Internally, the DMIC 120 operating from its internal oscillator, is
operable to analyze the audio data to determine if a vocalization
occurs and also to internally buffer the audio data into a
recirculating memory. The recirculating memory can have a
pre-determined number (typically about 100 k of PDM) of
samples.
[0045] In some embodiments, when the DMIC 120 detects vocalization,
the DMIC begins outputting a PDM sample rate clock derived from its
internal oscillator, on the DET output 316. The DSP 350 can detect
the activity on the DET line 312. The DSP 350 then can use the DET
output to determine the internal sample rate of the DMIC 120 with a
sufficient accuracy for further operations. Then, the DSP 350
outputs a clock on the CLK line 312. In certain embodiments, the
clock is at a higher rate than the internal oscillator sample rate,
and appropriate to receive real-time PDM 308 audio data from the
DMIC 120 via the conventional DMIC 120 interface protocol. In some
embodiments, the clock provided to CLK line 312 is at the same rate
as the clock for other DMICs used for noise suppression.
[0046] In some embodiments, the DMIC 120 responds to the presence
of the clock at CLK line 312 by immediately beginning to supply
buffered PDM 308 data on a first channel (for example, the left
channel) of the DATA output 314. Because the CLK frequency is
greater than the internal sampling frequency, the delay of the data
gradually decreases from the buffer length to zero. When the delay
reaches zero, the DMIC 120 responds by immediately switching its
sample rate from internal oscillator's sample rate to the rate
provided by the CLK line 312. The DMIC 120 can also immediately
begin supplying real-time PDM 308 data on one of channels of the
DATA output 314. The DMIC 120 also ceases providing the internal
clock on the DET output 316 signal at this point.
[0047] In some embodiments, the DSP 350 can accumulate the buffered
data and determine, based on sensing when the DET output 316 signal
ceases, a point at which the DATA has switched from buffered data
to real-time audio data.

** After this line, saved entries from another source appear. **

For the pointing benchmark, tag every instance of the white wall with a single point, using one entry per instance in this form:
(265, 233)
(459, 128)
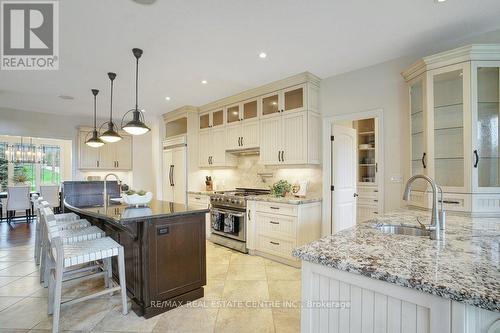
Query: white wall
(382, 87)
(44, 125)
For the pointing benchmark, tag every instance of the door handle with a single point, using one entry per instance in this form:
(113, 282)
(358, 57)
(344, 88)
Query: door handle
(172, 181)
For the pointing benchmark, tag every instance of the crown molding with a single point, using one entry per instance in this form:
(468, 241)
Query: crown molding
(474, 52)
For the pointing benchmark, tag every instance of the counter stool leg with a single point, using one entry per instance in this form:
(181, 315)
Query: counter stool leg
(123, 285)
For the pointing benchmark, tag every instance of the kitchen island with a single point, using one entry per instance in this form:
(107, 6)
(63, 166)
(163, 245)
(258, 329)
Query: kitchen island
(379, 282)
(164, 247)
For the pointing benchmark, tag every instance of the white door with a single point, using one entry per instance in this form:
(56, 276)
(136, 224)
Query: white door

The DSP 350 can then use the ratio of the
previously measured DMIC 120 internal sample rate to the CLK sample
rate to logically sample rate of conversion of the buffered data to
match that of the real-time audio data.
[0048] In this example, once the buffer data is completely received
and the switch to real-time audio has occurred, the real-time audio
data will have a low latency and can be combined with the real-time
audio data from other microphones for noise suppression or other
purposes.
[0049] Various embodiments illustrated by Example 2 may have a
disadvantage, compared with some other embodiments, of a longer
time from the vocalization detection to real-time operation, which
requires a higher rate during the real-time operation than the rate
of the stage one operations, and may also require accurate
detection of the time of transition between the buffered and
real-time audio data.
[0050] On the other hand, the various embodiments according to
Example 2 have the advantage of only requiring the use of one
channel of the stereo conventional DMIC 120 interface, leaving the
other channel available for use by a second DMIC 120.
Example 3
[0051] Under the first stage conditions, the DMIC 120 can operate
on an internal oscillator, which determines the PDM 308 sample
rate. Under the first stage conditions, prior to the vocalization
detection, the CLK input 312 is static, typically at a logical 0.

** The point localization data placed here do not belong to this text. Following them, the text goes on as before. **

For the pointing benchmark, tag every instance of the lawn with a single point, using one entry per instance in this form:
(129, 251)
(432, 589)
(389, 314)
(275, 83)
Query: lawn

The DMIC 120 outputs a static signal, typically a logical 0, on
both the DATA output 314 and DET output 316. Internally, the DMIC
120, operating from the internal oscillator, is operable to analyze
the audio data to determine if a vocalization occurs, and also by
internally buffering that data into a recirculating memory (for
example, the buffer 310) having a pre-determined number (typically
about 100 k of PDM) samples.
[0052] When the DMIC 120 detects a vocalization, the DMIC 120
begins to output PDM 308 sample rate clock, derived from its
internal oscillator, on the DET output 316. The DSP 350 can detect
the activity on the DET output 316. The DSP 350 then can use the
DET output 316 signal to determine the internal sample rate of the
DMIC 120 with a sufficient accuracy for further operations. Then,
the host DSP 350 may output a clock on the CLK line 312 appropriate
to receiving real-time PDM 308 audio data from the DMIC 120 via the
conventional DMIC 120 interface protocol. This clock may be at the
same rate as the clock for other DMICs used for noise
suppression.
[0053] In some embodiments, the DMIC 120 responds to the presence
of the CLK input 312 by immediately beginning to supply buffered
PDM 308 data on a first channel (for example, the left channel) of
the DATA output 314. The DMIC 120 also ceases providing the
internal clock on the DET output 316 signal at this point. When the
buffer 310 of the data is exhausted, the DMIC 120 begins supplying
real-time PDM 308 data on the one of the channels of the DATA
output 314.
[0054] The DSP 350 accumulates the buffered data, noting, based on
counting the number of samples received, a point at which the DATA
has switched from buffered data to real-time audio data. The DSP
350 then uses the ratio of the previously measured DMIC 120
internal sample rate to the CLK sample rate to logically sample
rate conversion of the buffered data to match that of the real-time
audio data.
[0055] In some embodiments, even after the buffer data is
completely received and the switch to real-time audio has occurred,
the DMIC 120 data remains at a high latency. In some embodiments,
the latency is equal to the buffer size in samples times the sample
rate of CLK line 312. Because other microphones have low latency,
the other microphone cannot be used with this data for conventional
noise suppression.
[0056] In some embodiments, the mismatch between signals from
microphones is eliminated by adding a delay to each of the other
microphones used for noise suppression. After delaying, the streams
from the DMIC 120 and the other microphones can be combined for
noise suppression or other purposes. The delay added to the other
microphones can either be determined based on known delay
characteristics (e.g., latency due to buffering, etc.) of the DMIC
120 or can be measured algorithmically, e.g., based on comparing
audio data received from the DMIC 120 and from the other
microphones, for example, comparing timing, sampling rate clocks,
etc.
[0057] Various embodiments of Example 3 have the disadvantage,
compared with the preferred embodiment of Example 1, of a longer
time from vocalization detection to real-time operation, and of
having significant additional latency when operating in real-time.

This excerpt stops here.